Es difícil perderse cuando uno vuelve a casa del trabajo. Cuando tienes empleo, y cobras un sueldo, la carretera está muy firme ante ti: es una calle bien pavimentada sin otra salida que la tuya. Está el aparcamiento, luego la tienda de comestibles, la escuela, la tintorería, el túnel de lavado de coches, y luego tu puerta.
Pero yo no tenía trabajo fijo desde hacía un año, y eran las dos de la tarde, y me planté ante la puerta de mi casa preguntándome qué hacía allí. Apagué el motor y me eché a temblar, intentando acostumbrarme a la súbita tranquilidad.
Todo el camino hacia casa lo hice pensando en Bonnie y en lo que había perdido cuando le dije adiós. Ella había salvado la vida a mi hija adoptiva y yo le pagaba haciendo que dejase nuestro hogar. Para poder llevar a la pequeña Feather a una clínica suiza, Bonnie había vuelto a ver a Joguye Cham, un príncipe de África occidental a quien había conocido en su trabajo de azafata para Air France. Él acogió a Feather y Bonnie se quedó allí con ella… y con él.
Abrí la portezuela del coche, pero no salí. En parte, mi letargo se debía al cansancio que sentía por llevar levantado las últimas veinticuatro horas.
No tenía trabajo fijo, pero trabajaba a destajo.
Martel Johnson me había contratado para que encontrase a su hija mayor, Chevette, que tenía dieciséis años y se había escapado de casa. Johnson había ido a la policía y ellos tomaron nota de la información que le dio, pero pasadas dos semanas no habían averiguado nada. Le dije a Martel que le haría el trabajo de calle por trescientos dólares. En cualquier otra transacción habría intentado regatear conmigo, me habría dado una cantidad inicial y luego me habría prometido pagarme el resto cuando hubiese acabado el trabajo. Pero cuando un hombre quiere a su hija hace todo lo necesario para devolverla a casa sana y salva.
Me embolsé el dinero, hablé con una docena de amigas del instituto de Chevette y luego me dediqué a rondar por algunos callejones en las proximidades de Watts.
La mayor parte del tiempo yo pensaba en Bonnie, en llamarla y pedirle que volviera a casa conmigo.
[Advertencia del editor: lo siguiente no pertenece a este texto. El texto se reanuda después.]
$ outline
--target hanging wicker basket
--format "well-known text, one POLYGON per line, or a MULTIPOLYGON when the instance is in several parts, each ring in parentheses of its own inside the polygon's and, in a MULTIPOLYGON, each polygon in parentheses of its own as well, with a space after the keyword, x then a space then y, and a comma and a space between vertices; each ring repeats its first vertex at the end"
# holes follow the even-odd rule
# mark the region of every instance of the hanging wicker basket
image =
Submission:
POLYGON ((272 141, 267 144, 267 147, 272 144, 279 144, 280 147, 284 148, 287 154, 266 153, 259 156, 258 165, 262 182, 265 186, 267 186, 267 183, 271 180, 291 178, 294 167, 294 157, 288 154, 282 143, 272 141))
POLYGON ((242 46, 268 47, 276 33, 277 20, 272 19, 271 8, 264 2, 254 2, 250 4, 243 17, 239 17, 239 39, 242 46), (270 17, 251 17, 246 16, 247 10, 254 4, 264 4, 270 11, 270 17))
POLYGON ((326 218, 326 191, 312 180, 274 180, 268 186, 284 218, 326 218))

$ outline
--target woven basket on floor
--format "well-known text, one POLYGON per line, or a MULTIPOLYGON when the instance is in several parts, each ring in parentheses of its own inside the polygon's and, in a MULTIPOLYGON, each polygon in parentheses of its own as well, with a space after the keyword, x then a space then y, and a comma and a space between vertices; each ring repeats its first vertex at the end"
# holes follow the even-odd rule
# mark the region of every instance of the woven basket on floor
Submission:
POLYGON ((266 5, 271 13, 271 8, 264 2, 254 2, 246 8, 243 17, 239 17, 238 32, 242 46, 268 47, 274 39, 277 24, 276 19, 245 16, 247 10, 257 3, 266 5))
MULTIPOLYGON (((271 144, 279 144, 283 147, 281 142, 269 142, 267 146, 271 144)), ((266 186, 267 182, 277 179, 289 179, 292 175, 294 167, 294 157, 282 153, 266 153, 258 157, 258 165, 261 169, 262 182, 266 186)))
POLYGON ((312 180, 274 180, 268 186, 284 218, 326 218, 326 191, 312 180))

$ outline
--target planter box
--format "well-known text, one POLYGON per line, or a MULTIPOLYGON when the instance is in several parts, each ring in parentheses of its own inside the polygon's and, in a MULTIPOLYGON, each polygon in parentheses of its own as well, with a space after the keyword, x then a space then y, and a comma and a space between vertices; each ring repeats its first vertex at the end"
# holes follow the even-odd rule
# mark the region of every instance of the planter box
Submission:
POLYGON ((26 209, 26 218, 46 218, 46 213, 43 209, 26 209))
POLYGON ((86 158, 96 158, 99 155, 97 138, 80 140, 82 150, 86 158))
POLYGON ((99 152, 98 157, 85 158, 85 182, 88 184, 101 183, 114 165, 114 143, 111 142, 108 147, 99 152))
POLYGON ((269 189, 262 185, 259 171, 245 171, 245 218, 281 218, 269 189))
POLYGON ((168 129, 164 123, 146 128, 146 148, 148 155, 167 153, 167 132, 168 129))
Echaba de menos su aliento dulce y los tés especiados que preparaba. Echaba de menos su acento suave de las Guyanas y nuestras largas conversaciones sobre la libertad. Lo echaba de menos todo de ella y yo, pero no era capaz de parar ante una cabina telefónica.
En el lugar de donde yo procedía (Fifth Ward, Houston, Texas), que otro hombre durmiera con tu mujer era un motivo suficiente para justificar el doble homicidio. Cada vez que pensaba en ella en sus brazos se me nublaba la vista y tenía que cerrar los ojos.
Mi hija adoptiva seguía viendo a Bonnie al menos una vez a la semana. El chico a quien había criado como un hijo, Jesus, y la joven que vivía con él, Benita Flagg, trataban a Bonnie como la abuela de su hijita recién nacida, Essie.
Yo los quería a todos, y al darle la espalda a Bonnie los había perdido.
De modo que a la 1.30 de la madrugada, en la entrada de un callejón junto a Avalon, cuando una jovencita pechugona con minifalda y un top sin espalda se acercó a la ventanilla, yo bajé el cristal y le pregunté:
– ¿Cuánto por chuparme la polla?
– Quince dólares, papi -dijo, con una voz muy dulce y muy aguda.
– Hummm -dudé-. ¿En el asiento de delante o atrás?
Ella chasqueó la lengua y me tendió la mano. Puse en su palma tres billetes nuevos de cinco dólares y ella corrió a dar la vuelta hacia el asiento del pasajero de mi Ford último modelo. Tenía la piel oscura y las mejillas regordetas y dispuestas a sonreír por el hombre que tuviese el dinero. Cuando me volví hacia ella detecté una timidez momentánea en sus ojos, pero luego ella adoptó un aire descarado y dijo:
– A ver lo que tienes ahí.
– ¿Puedo preguntarte algo antes?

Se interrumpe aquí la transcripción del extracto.